While I expect most women buy in advance, I expect they also don't buy enough and so are out there mid-period at least some of the time. Their cycles also affect their buying patterns, so even women who are stocking up are more likely to buy differently in different parts of the cycle.
The real question is what does the manager do with the data. Across a city on any given day there are about the same number of women in every day of their cycle so it isn't like they are marking up pads on the 25th-28th day of the month to get women who didn't stock up. As such I don't think this data is useful, what is useful is when they discover a women missed her cycle and thus needs to get ads for pregnancy wear in a couple months. Since that is their need for data, the fact that it is noisy and not very accurate is still close enough.
That said, they probably are more accurate than you would expect despite all the noise. Not 100% accurate, but being greater than 50% accurate is a lot better than chance and should be obtainable.
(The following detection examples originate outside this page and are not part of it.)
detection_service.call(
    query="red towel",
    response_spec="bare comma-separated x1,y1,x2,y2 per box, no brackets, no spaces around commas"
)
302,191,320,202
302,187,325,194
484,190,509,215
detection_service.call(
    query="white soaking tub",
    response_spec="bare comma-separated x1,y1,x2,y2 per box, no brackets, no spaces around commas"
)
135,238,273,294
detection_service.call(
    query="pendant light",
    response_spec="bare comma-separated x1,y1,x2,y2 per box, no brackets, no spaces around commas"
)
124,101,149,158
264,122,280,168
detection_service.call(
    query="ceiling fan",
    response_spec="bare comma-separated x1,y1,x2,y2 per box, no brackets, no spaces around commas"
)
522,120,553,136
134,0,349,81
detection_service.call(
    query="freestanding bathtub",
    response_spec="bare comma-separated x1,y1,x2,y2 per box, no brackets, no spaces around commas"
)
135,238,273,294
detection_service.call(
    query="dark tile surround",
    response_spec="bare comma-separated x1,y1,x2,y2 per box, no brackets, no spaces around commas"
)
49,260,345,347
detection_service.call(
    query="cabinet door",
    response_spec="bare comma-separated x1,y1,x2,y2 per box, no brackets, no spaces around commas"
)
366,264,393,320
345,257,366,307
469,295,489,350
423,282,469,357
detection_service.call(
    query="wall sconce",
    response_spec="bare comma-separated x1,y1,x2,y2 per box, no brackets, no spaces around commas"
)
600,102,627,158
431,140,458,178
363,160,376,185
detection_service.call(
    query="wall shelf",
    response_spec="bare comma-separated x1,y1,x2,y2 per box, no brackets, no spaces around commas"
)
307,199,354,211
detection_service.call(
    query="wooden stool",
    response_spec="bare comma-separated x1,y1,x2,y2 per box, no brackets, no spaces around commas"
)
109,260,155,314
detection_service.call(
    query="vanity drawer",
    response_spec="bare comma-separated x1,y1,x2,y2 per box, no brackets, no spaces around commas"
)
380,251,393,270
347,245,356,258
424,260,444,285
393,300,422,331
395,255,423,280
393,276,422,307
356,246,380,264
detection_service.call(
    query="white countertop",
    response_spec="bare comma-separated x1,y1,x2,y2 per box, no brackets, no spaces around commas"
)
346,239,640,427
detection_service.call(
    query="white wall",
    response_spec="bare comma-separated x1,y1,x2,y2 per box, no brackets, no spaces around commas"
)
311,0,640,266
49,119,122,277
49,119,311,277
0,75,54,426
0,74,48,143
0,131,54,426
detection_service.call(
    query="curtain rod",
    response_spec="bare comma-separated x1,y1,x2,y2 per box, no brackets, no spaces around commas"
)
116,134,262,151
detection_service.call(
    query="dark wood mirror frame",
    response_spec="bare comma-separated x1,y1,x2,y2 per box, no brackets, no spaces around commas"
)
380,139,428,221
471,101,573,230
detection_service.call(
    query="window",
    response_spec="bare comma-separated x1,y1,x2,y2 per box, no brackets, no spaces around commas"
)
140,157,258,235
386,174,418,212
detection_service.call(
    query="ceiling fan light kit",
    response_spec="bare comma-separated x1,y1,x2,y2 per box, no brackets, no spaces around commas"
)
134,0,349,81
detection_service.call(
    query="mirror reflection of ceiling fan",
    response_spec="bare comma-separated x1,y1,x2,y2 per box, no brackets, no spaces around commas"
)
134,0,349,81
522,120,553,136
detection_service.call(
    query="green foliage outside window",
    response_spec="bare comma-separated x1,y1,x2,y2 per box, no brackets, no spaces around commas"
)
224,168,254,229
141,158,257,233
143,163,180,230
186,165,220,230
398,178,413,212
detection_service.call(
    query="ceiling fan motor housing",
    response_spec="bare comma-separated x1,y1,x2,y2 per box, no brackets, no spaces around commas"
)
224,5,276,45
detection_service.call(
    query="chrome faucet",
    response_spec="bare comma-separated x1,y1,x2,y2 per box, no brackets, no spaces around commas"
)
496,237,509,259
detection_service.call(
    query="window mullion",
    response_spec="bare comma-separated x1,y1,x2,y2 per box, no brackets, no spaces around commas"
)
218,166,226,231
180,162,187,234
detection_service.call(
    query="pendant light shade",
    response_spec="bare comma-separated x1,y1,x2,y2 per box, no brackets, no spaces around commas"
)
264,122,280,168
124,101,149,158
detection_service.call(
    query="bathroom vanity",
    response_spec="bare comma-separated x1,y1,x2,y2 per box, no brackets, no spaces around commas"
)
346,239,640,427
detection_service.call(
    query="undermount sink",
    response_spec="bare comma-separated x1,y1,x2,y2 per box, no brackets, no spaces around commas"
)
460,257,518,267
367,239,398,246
Just knowing what is bought together with menstrual products can influence how they're marketed. It can influence where certain products are placed on shelves relative to menstrual products, where and how they're marketed, which brands in your conglomerate to co-market with, and so on. This is the most innocent use of data in aggregate. The real creepy shit follows now that it's individualized and easily deanonymized.
> The real question is what does the manager do with the data.
Direct-mail (or these days, in-app with notifications) coupons. If you know you'll pay full price at CVS, but it's 30% off at Rite-Aid, you'll go to Rite-Aid and buy other stuff as long as you're making the trip.
I mean, maybe there really are enough women buying last-minute to be able to predict, at least for those women -- and identify who those women are.
If that is your motivation you just blanket send those advertisements all month. Because you want women to think of you when they have need. Some women are stocking up before they have need, and so the coupon when they are having their period is when they won't be buying supplies. Even those who are buying as they have need, if they are out they are buying from the closest store at whatever price, while those who are not in an emergency know where the low prices are (wal-mart or such)
So... the risk to women's safety is that they might end up paying less for hygiene products?
No, the risk to women's safety is that someone the woman doesn't want to know, could find out that they're pregnant. (Or using birth control or whatever)
Someone being an advertiser buying the data?